Re: Mortality indicators used to rank hospital performance
Jon Nicholl and colleagues describe the well known limitations of comparisons of hospital mortality [1,2] and add another, the choice of whether to include post-discharge mortality and, if so, over what period. They conclude that “It might therefore be better to have two indicators of performance—an in-hospital measure and a two week post-discharge one. This would enable hospitals and commissioners to identify any problems with discharge decisions and post-discharge care.

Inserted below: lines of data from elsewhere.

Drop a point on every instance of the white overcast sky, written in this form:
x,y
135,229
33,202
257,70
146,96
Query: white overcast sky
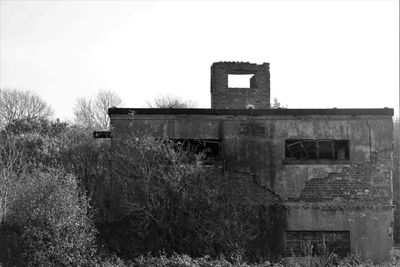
x,y
322,54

However, while this will certainly be an improvement on the existing measure, the variations in discharge practice that they describe, which may come down to something as simple as the timing of ward rounds, make it necessary to take account of the time at risk in each period. Thus, a hospital that discharges patients quicker could deflect attention, incorrectly, to post-discharge care. However, differences may also arise at the beginning of the hospitalisation, with differences in the time to a major procedure that markedly increases the risk of mortality. This gives rise to the phenomenon of time-dependent bias which, as Wolkewitz et al. note in a recent paper that draws on examples as diverse as mortality of Oscar winners to nosocomial infections, can have important consequences for comparisons of outcomes.
Yet another complication arises when patients are not discharged but are transferred to another hospital. The question that arises is when, in such cases, does the clock start ticking? A further challenge arises from the differing natural history of illnesses and recovery from procedures, with corresponding differences in the risk of mortality over time.
Given all of these problems, we must surely wonder whether, beyond carefully specified research studies, hospital mortality comparisons can ever be fit for purpose.
1. McKee M, Hunter D. Mortality league tables: do they inform or mislead? Qual Health Care 1995; 4: 5-12.
2. Spiegelhalter D. Are you 45% more likely to die in a UK hospital rather than a US hospital? BMJ 2013; 347; f5775
3. Nicholl J, Jacques R, Campbell MJ. Mortality indicators used to rank hospital performance. BMJ 2013;347: f5952
4. J Wolkewitz M, Allignol A, Harbarth S, de Angelis G, Schumacher M, Beyersmann J. Time-dependent study entries and exposures in cohort studies can easily be sources of different and avoidable types of bias. Clin Epidemiol 2012; 65: 1171-80.